In 2005, I left the Chieftain to return to work long-distance as director of publications for the think tank Cascade Policy Institute, on the hope that a leadership change there might open the possibility for a more balanced approach to advancing freedom, prioritizing civil liberties for example. Instead, I found that the Institute had grown more conservative in my absence. There was no hope for a civil liberties project and what's more, they were working toward a defense of predatory -- I mean, payday -- lenders. After a year of struggle, my contract was up and we parted ways again, with one last salvo from me - they published my report, Farm and Freedom Friendly Policies for Oregon, in which I advocated for a regulatory exemption on the local sale of farm products and an end to hemp prohibition among other things. See http://www.cascadepolicy.org/pdf/env/200702_farm_and_freedom_friendly_policies_for_oregon.pdf.
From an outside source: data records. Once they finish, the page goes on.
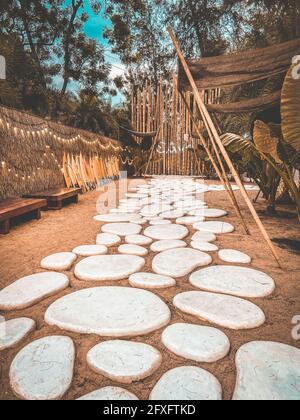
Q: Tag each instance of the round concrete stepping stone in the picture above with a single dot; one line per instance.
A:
(204, 237)
(194, 342)
(12, 332)
(189, 220)
(160, 222)
(138, 240)
(43, 370)
(129, 249)
(122, 229)
(108, 239)
(165, 245)
(108, 267)
(29, 290)
(214, 227)
(187, 383)
(117, 218)
(227, 311)
(151, 281)
(109, 312)
(267, 371)
(233, 256)
(237, 281)
(211, 213)
(179, 262)
(62, 261)
(90, 250)
(167, 232)
(112, 393)
(124, 361)
(204, 246)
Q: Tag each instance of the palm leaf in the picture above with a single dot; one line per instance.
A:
(290, 108)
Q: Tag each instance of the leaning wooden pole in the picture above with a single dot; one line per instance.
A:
(210, 125)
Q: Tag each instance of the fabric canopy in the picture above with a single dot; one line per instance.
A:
(241, 68)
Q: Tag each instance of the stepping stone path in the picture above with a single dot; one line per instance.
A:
(108, 267)
(90, 250)
(62, 261)
(204, 246)
(194, 342)
(43, 370)
(179, 262)
(151, 281)
(214, 227)
(138, 240)
(165, 245)
(187, 383)
(108, 239)
(117, 218)
(226, 311)
(267, 371)
(130, 249)
(210, 213)
(29, 290)
(204, 237)
(12, 332)
(233, 256)
(112, 393)
(124, 361)
(236, 281)
(122, 229)
(109, 312)
(167, 232)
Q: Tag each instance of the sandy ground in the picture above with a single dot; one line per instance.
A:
(22, 250)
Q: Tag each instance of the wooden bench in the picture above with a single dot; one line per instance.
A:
(15, 207)
(57, 197)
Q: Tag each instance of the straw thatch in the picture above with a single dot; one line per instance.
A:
(32, 149)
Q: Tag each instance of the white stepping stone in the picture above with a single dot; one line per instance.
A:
(165, 245)
(194, 342)
(29, 290)
(160, 222)
(167, 232)
(109, 312)
(62, 261)
(189, 220)
(12, 332)
(129, 249)
(124, 361)
(108, 267)
(117, 218)
(90, 250)
(108, 239)
(151, 281)
(112, 393)
(214, 227)
(267, 371)
(210, 213)
(179, 262)
(204, 246)
(234, 256)
(237, 281)
(187, 383)
(227, 311)
(43, 370)
(138, 240)
(122, 229)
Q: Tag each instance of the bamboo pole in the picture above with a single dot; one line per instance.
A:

Today, our son Wolfgang (4) is joined by daughters Anastasia (2) and Liberty (9 months) - all successful homebirths, thank you. I'm again writing for the Chieftain, as a stringer now. I've syndicated My Free Country to reach a broader audience. And I am developing a food security implementation plan for our region. Though the five year plan is understandably the standard, this is a one growing season plan due to the fact that we may not have the luxury of more time and it's best not to push our luck.